Even worse, oxidised LDL is even more inflammatory. This inflammation causes the liver to produce more cholesterol. Then, because cholesterol patches up damaged blood vessels, this creates more plaque. And so on…
So, what is the solution? We know that cholesterol production by the body can be reduced with statin drugs. The problem here is that it is crucial to the body. So, the statins have side effects in a large number of people that take them. For instance, statins can block energy production and slow cell renewal. This means people on statins often feel tired and in pain.
We know changing the amount we eat has little effect on our total cholesterol. However, studies show that eating saturated fats can increase our levels. But, this was only over the short term. In the longer term, researchers found a different result. Saturated fat intake is insignificant for LDL for most people.

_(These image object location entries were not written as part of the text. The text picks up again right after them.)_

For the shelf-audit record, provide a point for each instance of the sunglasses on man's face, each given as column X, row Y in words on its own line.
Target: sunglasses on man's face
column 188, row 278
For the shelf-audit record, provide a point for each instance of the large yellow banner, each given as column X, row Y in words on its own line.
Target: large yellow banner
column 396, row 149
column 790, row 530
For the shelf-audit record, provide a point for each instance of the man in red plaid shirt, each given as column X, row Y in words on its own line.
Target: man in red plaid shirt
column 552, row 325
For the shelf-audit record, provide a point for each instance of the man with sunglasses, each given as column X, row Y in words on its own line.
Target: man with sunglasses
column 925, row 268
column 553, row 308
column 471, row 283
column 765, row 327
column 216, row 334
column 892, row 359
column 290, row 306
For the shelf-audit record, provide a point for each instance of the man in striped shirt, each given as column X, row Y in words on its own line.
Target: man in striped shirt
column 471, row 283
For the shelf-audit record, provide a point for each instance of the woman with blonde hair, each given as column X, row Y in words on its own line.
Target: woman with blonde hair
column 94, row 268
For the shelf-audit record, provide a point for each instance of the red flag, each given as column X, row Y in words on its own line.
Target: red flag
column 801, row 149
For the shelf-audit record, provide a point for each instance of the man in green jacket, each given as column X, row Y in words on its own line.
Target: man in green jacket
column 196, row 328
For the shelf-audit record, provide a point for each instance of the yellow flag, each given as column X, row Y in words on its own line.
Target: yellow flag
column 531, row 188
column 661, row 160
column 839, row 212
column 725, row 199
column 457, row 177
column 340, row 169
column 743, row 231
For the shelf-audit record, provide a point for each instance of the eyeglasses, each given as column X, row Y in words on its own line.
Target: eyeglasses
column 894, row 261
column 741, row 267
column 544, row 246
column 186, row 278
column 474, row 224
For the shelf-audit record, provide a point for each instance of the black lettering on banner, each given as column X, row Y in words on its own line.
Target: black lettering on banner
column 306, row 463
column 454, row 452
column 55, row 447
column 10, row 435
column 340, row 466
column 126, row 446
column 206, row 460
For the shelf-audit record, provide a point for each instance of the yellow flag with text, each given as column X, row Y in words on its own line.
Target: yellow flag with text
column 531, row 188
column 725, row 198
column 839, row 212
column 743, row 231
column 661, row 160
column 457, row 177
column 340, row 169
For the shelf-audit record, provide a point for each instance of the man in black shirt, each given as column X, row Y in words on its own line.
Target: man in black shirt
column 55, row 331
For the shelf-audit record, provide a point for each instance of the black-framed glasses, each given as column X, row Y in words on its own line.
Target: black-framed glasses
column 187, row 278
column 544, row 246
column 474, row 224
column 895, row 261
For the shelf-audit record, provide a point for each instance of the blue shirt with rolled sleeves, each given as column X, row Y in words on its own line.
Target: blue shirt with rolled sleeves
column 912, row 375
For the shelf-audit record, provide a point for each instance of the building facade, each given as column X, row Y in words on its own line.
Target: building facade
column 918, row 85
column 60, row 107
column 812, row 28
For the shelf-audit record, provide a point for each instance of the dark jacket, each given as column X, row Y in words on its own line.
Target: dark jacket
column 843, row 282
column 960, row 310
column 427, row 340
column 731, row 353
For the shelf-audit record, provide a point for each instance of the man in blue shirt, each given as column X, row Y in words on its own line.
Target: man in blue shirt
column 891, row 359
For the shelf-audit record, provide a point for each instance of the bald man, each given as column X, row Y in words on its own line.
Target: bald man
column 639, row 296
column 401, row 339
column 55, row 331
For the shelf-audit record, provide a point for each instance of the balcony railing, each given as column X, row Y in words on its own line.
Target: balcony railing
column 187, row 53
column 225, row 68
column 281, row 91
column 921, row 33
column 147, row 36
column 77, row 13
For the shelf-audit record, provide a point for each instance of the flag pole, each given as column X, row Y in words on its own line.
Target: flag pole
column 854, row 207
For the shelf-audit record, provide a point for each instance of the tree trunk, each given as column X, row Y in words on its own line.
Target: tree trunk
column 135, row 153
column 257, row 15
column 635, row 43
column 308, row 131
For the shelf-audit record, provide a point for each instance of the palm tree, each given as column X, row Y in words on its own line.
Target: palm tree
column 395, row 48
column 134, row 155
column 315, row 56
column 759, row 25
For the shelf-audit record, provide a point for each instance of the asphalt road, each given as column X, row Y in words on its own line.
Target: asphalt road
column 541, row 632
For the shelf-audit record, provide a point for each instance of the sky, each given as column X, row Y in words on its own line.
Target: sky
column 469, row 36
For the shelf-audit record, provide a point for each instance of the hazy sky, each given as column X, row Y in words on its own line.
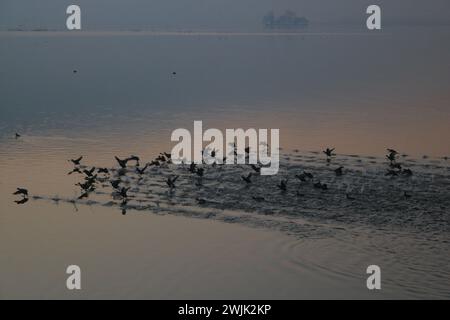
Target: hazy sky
column 128, row 14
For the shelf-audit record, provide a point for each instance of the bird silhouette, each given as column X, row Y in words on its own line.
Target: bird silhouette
column 392, row 173
column 75, row 170
column 392, row 151
column 256, row 168
column 103, row 170
column 319, row 185
column 247, row 178
column 329, row 152
column 85, row 186
column 283, row 185
column 122, row 163
column 339, row 171
column 142, row 171
column 391, row 156
column 193, row 167
column 134, row 158
column 21, row 191
column 76, row 161
column 407, row 172
column 90, row 172
column 84, row 195
column 115, row 183
column 200, row 172
column 123, row 192
column 349, row 197
column 21, row 201
column 171, row 182
column 258, row 198
column 201, row 200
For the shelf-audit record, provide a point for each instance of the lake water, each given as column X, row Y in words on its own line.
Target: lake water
column 356, row 91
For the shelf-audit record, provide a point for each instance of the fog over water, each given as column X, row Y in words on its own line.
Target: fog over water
column 334, row 85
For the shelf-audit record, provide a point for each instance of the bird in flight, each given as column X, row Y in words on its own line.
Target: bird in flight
column 76, row 161
column 329, row 152
column 21, row 191
column 247, row 178
column 171, row 182
column 122, row 163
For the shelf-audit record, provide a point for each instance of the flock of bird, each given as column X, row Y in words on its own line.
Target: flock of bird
column 93, row 176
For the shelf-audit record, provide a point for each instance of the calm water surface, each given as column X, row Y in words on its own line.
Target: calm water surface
column 360, row 93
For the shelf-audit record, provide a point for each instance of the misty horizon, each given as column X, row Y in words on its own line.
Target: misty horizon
column 216, row 14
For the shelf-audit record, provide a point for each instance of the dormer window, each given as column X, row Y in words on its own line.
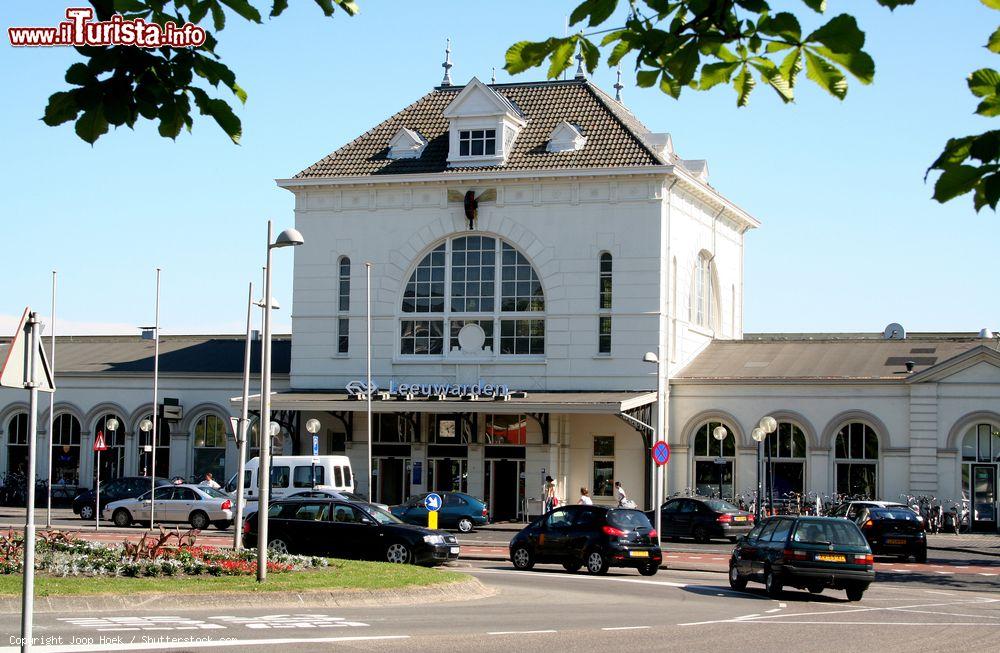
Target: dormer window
column 477, row 142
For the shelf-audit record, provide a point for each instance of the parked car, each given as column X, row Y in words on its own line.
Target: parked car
column 349, row 529
column 702, row 519
column 126, row 487
column 813, row 553
column 458, row 510
column 894, row 531
column 332, row 494
column 198, row 505
column 596, row 536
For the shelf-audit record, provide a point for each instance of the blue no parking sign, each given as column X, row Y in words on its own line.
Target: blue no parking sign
column 432, row 502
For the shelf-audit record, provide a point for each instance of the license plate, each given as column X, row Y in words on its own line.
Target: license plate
column 826, row 557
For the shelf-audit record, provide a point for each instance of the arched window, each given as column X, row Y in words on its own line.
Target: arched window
column 787, row 472
column 17, row 444
column 66, row 450
column 467, row 290
column 210, row 447
column 714, row 457
column 144, row 442
column 856, row 454
column 344, row 305
column 604, row 306
column 112, row 460
column 702, row 297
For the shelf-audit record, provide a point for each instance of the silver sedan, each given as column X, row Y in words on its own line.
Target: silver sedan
column 198, row 505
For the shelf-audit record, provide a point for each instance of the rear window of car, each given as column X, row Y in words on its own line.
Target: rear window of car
column 628, row 520
column 809, row 531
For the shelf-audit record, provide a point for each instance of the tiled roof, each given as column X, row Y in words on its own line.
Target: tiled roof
column 178, row 354
column 615, row 138
column 846, row 358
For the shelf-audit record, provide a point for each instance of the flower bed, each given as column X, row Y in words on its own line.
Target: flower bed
column 62, row 554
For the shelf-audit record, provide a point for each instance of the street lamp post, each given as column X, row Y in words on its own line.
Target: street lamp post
column 720, row 433
column 769, row 425
column 287, row 238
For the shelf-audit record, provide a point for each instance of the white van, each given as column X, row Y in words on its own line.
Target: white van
column 291, row 474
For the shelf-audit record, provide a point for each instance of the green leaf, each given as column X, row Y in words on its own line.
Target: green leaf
column 826, row 75
column 840, row 34
column 955, row 181
column 62, row 107
column 984, row 81
column 91, row 125
column 713, row 74
column 744, row 85
column 244, row 9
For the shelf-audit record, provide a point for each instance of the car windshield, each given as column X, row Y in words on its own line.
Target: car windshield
column 628, row 520
column 809, row 531
column 720, row 506
column 381, row 516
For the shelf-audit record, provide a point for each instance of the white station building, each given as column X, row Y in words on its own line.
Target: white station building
column 528, row 244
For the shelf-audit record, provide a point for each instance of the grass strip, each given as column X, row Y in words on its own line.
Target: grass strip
column 341, row 574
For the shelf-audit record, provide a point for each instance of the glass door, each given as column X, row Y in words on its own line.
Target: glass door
column 984, row 498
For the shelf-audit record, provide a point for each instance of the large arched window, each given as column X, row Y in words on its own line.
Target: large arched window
column 467, row 291
column 17, row 444
column 112, row 460
column 714, row 457
column 209, row 447
column 66, row 450
column 856, row 454
column 787, row 448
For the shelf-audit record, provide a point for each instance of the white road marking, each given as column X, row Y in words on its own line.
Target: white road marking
column 520, row 632
column 208, row 643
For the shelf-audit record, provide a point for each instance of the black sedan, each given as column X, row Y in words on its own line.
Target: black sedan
column 595, row 536
column 894, row 531
column 127, row 487
column 348, row 529
column 804, row 552
column 703, row 519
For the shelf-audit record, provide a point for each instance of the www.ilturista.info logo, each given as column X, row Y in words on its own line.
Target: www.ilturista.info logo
column 81, row 29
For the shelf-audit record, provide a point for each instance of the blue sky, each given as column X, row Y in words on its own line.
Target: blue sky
column 850, row 239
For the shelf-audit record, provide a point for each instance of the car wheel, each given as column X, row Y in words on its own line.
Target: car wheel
column 199, row 520
column 122, row 518
column 736, row 581
column 522, row 558
column 772, row 585
column 597, row 564
column 650, row 569
column 398, row 553
column 277, row 545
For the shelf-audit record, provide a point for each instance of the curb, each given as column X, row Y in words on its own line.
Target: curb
column 463, row 590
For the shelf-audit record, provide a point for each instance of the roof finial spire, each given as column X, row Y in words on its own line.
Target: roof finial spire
column 447, row 64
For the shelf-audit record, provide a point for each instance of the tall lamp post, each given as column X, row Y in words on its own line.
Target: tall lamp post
column 287, row 238
column 720, row 433
column 769, row 425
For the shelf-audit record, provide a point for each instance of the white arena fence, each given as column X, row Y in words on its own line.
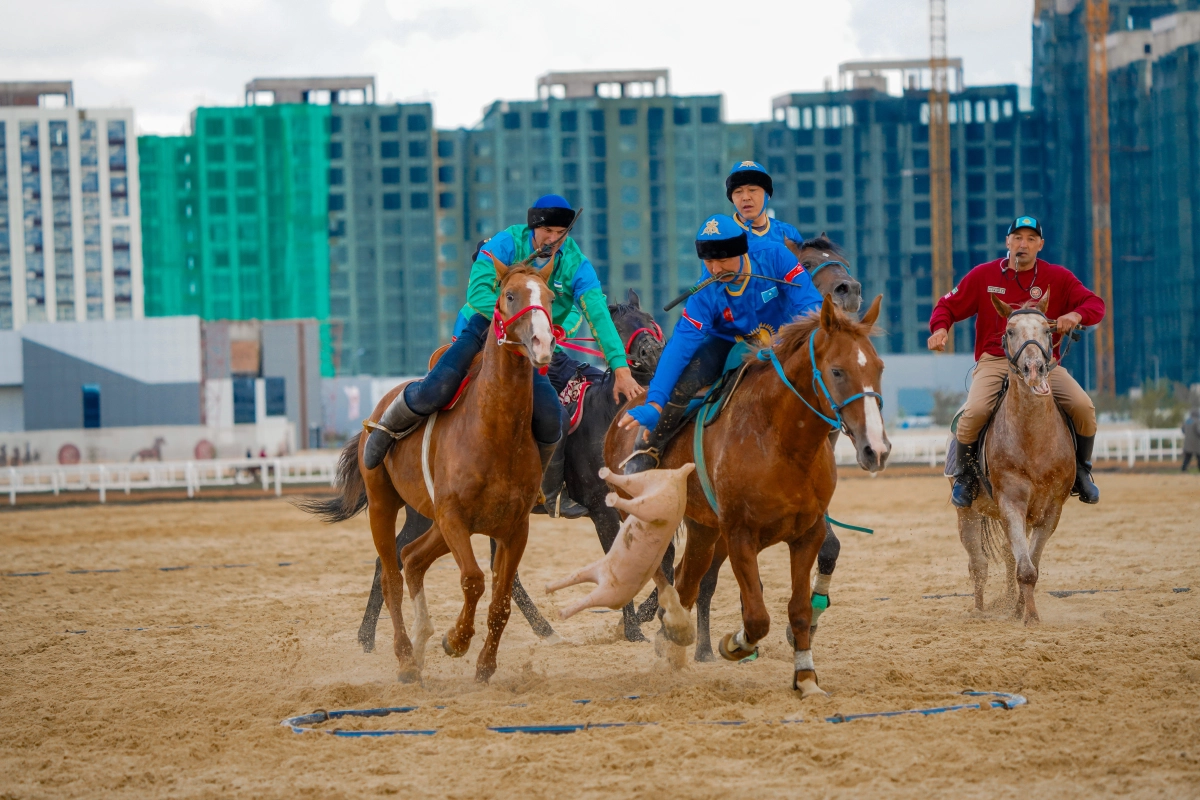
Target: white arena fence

As we might expect, there are a lot of research studies on LDL and especially small dense LDL. However, studies of statins show they do not consistently change the proportion of LDL particles sizes. In fact, it is the blood triglyceride levels that change the number of small dense LDL particles. This makes sense because the lipoproteins also carry triglycerides, which are fats. The body needs more lipoproteins to carry a greater amount of triglycerides.
So, lowering triglycerides may help to change the LDL profile. To do this, research shows we must avoid the low fat, high carbohydrate diet. In fact, this diet is now being blamed for the epidemic of metabolic syndrome, type 2 diabetes and obesity.
Inflammation and oxidation also have a role. So, we should also keep inflammation low and provide plenty of antioxidant micronutrients. Eating, for example, an anti-inflammatory diet high in vegetables and fruits, lean meat, fatty fish, full-fat dairy, eggs, nuts and seeds.
It is important to remember that not everyone responds to fat and cholesterol in the diet the same way. Have your levels checked in heart health month!